Journée mondiale de lutte contre le Sida :

Un ti gaté pour faire reculer les discriminations


Publié / Actualisé
Dans le cadre de la journée mondiale de lutte contre le Sida, l'association Rive a organisé ce lundi 1er décembre 2014 à Saint-Denis une opération "ti gaté" pour faire reculer les discriminations. Ainsi, dans la rue Maréchal Leclerc, les passants ont été invités à faire des câlins à des personnes séropositives placées symboliquement derrière des barrières. "Il existe des barrières invisibles entre le monde des séropositifs et des séronégatifs. A La Réunion, il y a très peu de personnes qui assument leur séropositivité. Les patients se cachent parce qu'ils ont peur de ce que les autres personnes pensent d'elles. Du coup, ils arrêtent de vivre", indique Catherine Gaud, présidente de l'association Rive.
Dans le cadre de la journée mondiale de lutte contre le Sida, l'association Rive a organisé ce lundi 1er décembre 2014 à Saint-Denis une opération "ti gaté" pour faire reculer les discriminations. Ainsi, dans la rue Maréchal Leclerc, les passants ont été invités à faire des câlins à des personnes séropositives placées symboliquement derrière des barrières. "Il existe des barrières invisibles entre le monde des séropositifs et des séronégatifs. A La Réunion, il y a très peu de personnes qui assument leur séropositivité. Les patients se cachent parce qu'ils ont peur de ce que les autres personnes pensent d'elles. Du coup, ils arrêtent de vivre", indique Catherine Gaud, présidente de l'association Rive.

Figure connue de l'hindouisme à La Réunion, le Swami Advayananda est l'une des rares personnalités de l'île à assumer sa séropositivité. Atteint du virus du Sida depuis une vingtaine d'années, le religieux a été placé ce lundi derrière une barrière, symbolisant sa maladie.

"On m'a mis derrière une barrière, parce que c'est celle de la vie", résume-t-il tout simplement. "Je suis séropositif et je l'affirme publiquement.

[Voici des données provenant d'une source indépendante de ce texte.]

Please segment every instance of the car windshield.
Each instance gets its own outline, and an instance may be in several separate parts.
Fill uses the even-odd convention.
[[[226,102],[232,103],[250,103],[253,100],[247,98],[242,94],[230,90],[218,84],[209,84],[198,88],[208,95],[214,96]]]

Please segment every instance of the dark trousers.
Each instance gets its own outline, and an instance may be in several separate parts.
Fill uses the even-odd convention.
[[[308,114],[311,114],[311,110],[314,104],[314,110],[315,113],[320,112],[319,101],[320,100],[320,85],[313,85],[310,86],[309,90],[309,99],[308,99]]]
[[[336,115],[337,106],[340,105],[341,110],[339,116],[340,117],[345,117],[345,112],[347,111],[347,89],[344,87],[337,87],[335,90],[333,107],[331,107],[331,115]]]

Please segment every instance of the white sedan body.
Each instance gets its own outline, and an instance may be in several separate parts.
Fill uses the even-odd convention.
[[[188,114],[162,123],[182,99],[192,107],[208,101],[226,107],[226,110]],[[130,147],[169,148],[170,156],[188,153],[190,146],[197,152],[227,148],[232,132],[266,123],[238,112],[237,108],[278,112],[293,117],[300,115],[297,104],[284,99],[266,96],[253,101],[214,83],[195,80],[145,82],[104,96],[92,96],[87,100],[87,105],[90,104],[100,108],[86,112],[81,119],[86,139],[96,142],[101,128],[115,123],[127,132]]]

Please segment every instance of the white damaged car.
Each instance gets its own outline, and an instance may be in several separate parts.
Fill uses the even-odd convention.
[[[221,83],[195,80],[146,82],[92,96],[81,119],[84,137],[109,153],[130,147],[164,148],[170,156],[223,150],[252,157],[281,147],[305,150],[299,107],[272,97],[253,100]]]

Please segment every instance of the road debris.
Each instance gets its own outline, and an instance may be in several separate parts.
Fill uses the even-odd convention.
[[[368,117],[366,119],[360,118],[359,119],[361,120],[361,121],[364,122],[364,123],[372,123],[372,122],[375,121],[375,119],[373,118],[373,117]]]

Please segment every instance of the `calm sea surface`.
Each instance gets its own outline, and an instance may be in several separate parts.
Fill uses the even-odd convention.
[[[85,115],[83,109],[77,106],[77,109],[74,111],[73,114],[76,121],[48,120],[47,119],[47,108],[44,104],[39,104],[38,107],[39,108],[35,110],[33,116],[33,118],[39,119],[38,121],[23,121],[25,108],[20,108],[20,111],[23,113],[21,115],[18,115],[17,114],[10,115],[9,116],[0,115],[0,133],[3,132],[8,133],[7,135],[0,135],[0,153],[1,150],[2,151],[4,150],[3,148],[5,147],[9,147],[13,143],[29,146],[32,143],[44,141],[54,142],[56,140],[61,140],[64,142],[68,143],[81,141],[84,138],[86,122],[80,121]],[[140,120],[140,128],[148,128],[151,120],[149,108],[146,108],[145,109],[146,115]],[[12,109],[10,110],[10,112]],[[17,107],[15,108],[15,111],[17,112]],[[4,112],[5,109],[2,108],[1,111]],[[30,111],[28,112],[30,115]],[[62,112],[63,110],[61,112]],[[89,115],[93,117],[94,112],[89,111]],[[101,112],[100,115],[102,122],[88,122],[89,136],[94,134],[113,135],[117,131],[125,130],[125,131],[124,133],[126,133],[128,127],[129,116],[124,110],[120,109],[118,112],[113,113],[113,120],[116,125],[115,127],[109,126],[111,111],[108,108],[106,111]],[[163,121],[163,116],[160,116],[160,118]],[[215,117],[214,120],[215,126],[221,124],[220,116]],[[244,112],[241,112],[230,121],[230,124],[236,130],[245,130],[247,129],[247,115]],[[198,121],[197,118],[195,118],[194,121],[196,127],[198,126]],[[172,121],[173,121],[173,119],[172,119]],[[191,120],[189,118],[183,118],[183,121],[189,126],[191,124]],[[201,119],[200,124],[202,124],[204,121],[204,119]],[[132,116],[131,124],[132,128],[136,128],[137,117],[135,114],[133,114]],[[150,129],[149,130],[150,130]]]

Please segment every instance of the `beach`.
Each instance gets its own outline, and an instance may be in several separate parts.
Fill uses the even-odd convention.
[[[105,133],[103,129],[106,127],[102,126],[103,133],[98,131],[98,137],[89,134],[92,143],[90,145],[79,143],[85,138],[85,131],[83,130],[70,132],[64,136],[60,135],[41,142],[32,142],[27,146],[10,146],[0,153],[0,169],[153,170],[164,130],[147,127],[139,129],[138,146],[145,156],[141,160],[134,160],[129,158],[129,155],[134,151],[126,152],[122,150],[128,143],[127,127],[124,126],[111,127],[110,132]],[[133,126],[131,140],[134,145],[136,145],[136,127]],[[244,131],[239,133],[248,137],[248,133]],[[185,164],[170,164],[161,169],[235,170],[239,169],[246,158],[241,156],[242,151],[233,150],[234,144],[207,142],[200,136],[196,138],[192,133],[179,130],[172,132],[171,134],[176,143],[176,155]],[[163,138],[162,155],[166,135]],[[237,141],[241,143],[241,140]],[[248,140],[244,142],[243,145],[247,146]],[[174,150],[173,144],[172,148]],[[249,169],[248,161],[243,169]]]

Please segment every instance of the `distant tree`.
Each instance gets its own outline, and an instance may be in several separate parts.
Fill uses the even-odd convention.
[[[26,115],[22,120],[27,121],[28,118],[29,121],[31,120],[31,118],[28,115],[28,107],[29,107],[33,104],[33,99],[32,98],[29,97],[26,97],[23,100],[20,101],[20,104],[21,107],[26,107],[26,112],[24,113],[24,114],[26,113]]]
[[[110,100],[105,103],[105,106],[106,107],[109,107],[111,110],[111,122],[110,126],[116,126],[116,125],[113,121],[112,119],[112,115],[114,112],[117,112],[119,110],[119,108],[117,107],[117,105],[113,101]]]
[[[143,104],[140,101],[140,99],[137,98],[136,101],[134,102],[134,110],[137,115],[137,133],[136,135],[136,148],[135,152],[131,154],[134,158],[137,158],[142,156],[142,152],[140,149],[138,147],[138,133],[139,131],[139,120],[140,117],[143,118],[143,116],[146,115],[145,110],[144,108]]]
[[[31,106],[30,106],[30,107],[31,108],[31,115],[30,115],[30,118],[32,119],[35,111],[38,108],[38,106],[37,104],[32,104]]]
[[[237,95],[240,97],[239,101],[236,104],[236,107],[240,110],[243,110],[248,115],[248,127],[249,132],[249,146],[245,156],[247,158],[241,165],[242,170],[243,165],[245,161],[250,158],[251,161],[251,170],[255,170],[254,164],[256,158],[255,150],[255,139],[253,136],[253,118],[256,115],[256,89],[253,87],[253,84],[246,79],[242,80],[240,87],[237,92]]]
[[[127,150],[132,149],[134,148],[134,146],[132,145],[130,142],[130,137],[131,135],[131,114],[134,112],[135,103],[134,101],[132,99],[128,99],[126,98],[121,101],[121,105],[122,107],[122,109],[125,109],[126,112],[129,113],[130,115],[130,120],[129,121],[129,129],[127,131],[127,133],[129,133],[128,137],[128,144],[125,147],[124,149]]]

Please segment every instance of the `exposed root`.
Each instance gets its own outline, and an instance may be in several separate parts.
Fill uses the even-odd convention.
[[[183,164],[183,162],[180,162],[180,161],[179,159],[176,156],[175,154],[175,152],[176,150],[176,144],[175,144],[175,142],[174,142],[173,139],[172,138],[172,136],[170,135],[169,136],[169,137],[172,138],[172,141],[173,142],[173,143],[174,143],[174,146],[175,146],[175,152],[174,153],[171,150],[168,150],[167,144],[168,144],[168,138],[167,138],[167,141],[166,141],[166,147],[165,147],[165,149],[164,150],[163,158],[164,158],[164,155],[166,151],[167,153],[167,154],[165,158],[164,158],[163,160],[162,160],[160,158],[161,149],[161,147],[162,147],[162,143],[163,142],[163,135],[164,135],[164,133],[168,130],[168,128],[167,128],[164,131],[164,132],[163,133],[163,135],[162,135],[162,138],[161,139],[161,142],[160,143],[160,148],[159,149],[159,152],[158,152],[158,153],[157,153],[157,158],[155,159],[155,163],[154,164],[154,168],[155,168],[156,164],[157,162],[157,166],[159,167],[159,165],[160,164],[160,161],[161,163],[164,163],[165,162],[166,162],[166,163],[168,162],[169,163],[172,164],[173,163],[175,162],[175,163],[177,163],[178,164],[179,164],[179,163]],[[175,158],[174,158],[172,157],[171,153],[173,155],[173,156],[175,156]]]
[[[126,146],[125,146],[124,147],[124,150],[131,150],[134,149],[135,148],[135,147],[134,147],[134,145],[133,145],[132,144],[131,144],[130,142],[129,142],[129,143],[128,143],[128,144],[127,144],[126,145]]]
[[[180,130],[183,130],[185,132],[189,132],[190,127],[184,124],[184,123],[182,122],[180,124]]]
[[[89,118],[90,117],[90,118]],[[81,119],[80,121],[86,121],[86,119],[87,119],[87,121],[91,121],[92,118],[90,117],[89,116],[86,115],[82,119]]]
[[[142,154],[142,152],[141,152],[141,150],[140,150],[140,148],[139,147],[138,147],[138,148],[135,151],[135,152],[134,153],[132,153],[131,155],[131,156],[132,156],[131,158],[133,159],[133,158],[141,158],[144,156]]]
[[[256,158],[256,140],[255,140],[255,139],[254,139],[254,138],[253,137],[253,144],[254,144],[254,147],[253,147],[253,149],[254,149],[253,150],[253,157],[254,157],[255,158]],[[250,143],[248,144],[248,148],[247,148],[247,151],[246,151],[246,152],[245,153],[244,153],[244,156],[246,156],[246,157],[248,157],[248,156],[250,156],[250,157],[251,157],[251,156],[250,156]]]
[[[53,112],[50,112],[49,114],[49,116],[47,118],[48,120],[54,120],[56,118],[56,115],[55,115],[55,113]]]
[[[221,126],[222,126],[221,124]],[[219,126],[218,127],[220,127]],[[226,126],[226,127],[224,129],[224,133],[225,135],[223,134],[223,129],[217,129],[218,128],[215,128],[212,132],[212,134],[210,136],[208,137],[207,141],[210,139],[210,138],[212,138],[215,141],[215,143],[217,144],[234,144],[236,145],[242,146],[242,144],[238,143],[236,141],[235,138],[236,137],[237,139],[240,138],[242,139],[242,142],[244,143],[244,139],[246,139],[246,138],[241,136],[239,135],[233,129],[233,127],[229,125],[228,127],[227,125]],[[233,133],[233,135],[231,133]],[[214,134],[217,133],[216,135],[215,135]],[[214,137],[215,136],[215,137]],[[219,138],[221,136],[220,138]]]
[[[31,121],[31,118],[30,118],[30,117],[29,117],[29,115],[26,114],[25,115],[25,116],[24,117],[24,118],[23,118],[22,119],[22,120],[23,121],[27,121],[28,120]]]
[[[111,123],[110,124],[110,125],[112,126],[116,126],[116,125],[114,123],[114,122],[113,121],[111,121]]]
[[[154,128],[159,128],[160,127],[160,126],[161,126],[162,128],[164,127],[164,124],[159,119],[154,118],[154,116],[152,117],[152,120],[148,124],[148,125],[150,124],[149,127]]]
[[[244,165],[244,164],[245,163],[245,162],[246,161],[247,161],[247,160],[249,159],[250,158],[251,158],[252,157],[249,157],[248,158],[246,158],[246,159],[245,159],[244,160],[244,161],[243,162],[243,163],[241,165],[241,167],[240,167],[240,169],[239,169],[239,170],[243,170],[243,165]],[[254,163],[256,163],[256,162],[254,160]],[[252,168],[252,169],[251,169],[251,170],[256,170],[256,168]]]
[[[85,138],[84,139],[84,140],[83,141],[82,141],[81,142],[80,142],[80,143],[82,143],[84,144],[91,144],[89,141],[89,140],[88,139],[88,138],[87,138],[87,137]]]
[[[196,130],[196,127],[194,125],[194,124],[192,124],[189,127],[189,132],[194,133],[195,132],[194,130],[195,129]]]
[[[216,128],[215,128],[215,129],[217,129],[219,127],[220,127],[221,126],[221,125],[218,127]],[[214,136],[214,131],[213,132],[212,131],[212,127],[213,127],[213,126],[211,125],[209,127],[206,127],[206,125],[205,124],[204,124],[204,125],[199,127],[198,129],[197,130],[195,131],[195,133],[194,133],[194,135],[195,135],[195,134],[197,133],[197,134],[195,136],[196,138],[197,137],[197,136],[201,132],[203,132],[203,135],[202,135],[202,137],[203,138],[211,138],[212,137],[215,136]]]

Malheureusement, les séropositifs se cachent parce que la séropositivité porte toujours une connotation très négative", souligne le responsable de l'Ashram du Port.

Ce constat est partagé par Catherine Gaud, présidente de l'association Rive : "à l'heure actuelle, il n'y a aucun Réunionnais qui ose dire qu'il est séropositif à cause de la discrimination et de la stigmatisation. Cela fait payer un prix très lourd à l'infection au VIH. C'est déjà une maladie peu facile à vivre, mais on rajoute le jugement de la société."

"Cette discrimination envers les personnes séropositives empêchent les gens d'aller se dépister parce qu'elles ont peur. Elle empêche les personnes séropositive de parler normalement autour d'eux", souligne la docteur, chargée du service d'immunologie au CHR Félix Guyon.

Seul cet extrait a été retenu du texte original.